Über mich

Nein, so eine Karriere plant man nicht. Es hat mich immer dorthin gezogen, wo meine Neugier am größten war – zuerst in die digitale Gestaltung, dann in Kampagnen, später in Redaktionen und schließlich zu Büchern und Podcasts.

Ende der 1990er-Jahre habe ich eine New-Media-Agentur mitaufgebaut und gelernt, Botschaften technisch, visuell und strategisch zusammenzudenken. Wir waren jung und brauchten das Geld, und große Kunden haben es uns Junghupfern gegeben. Diese Schule des Machens hat mich zum ÖGB-Verlag geführt. Das klingt total langweilig. Der Verlag hat sich aber in den 18 Jahren, in denen ich dort gearbeitet habe, vom Papiertiger zu einem Medienhaus mit innovativen Digital- und IT-Projekten entwickelt. Ich freue mich, dass ich zu dieser Entwicklung meinen Beitrag leisten konnte.

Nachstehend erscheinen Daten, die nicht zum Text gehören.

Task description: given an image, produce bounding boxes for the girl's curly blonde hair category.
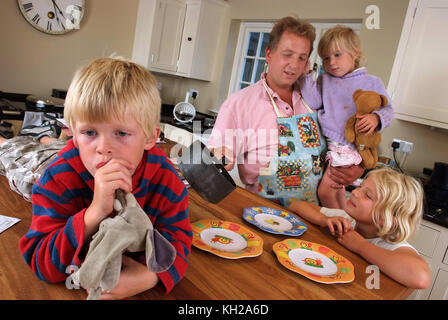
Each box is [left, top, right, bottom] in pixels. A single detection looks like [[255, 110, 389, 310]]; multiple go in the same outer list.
[[367, 168, 424, 244], [317, 24, 366, 69]]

Parallel habe ich als freier Fotograf und Autor für Wochen- und Monatsmagazine gearbeitet. Porträts aus Politik, Kunst und Kultur waren meine Spezialität. Später durfte ich das Magazin „Arbeit & Wirtschaft“ (herausgegeben von ÖGB und Arbeiterkammer) als Chefredakteur neu aufstellen: Print, Online und Social zusammenführen, neue Formate aufbauen, Video und Podcasts integrieren – kurz: Inhalte verdichten, kanalgerecht zuspitzen und kontinuierlich liefern.

Aus meiner redaktionellen Arbeit sind auch meine Bücher entstanden: „Klassenkampf von oben“ über die Strategien ungleicher Verteilung und „Die scheiß 80er-Jahre“ über das verklärte Jahrzehnt, das die Politik bis heute prägt. Und ja: Ich habe einen eigenen Podcast, „Hinter der Fassade – Rechtspopulismus und Neoliberalismus demaskiert“. Ich liebe das Format, komme aber viel zu selten dazu, neue Folgen zu produzieren.

Eine Basis für das alles ist in meinem Studium der Digitalen Kunst an der Universität für angewandte Kunst Wien gelegt worden. Dort habe ich, geprägt von Lehrenden wie Ruth Schnell und Virgil Widrich, das Reduzieren gelernt: eine Idee so lange schärfen, bis sie sichtbar, verständlich und wirksam wird. Dieser Mix aus künstlerischer Konzeption, politischem Handwerk und publizistischer Praxis ist bis heute mein Werkzeugkasten.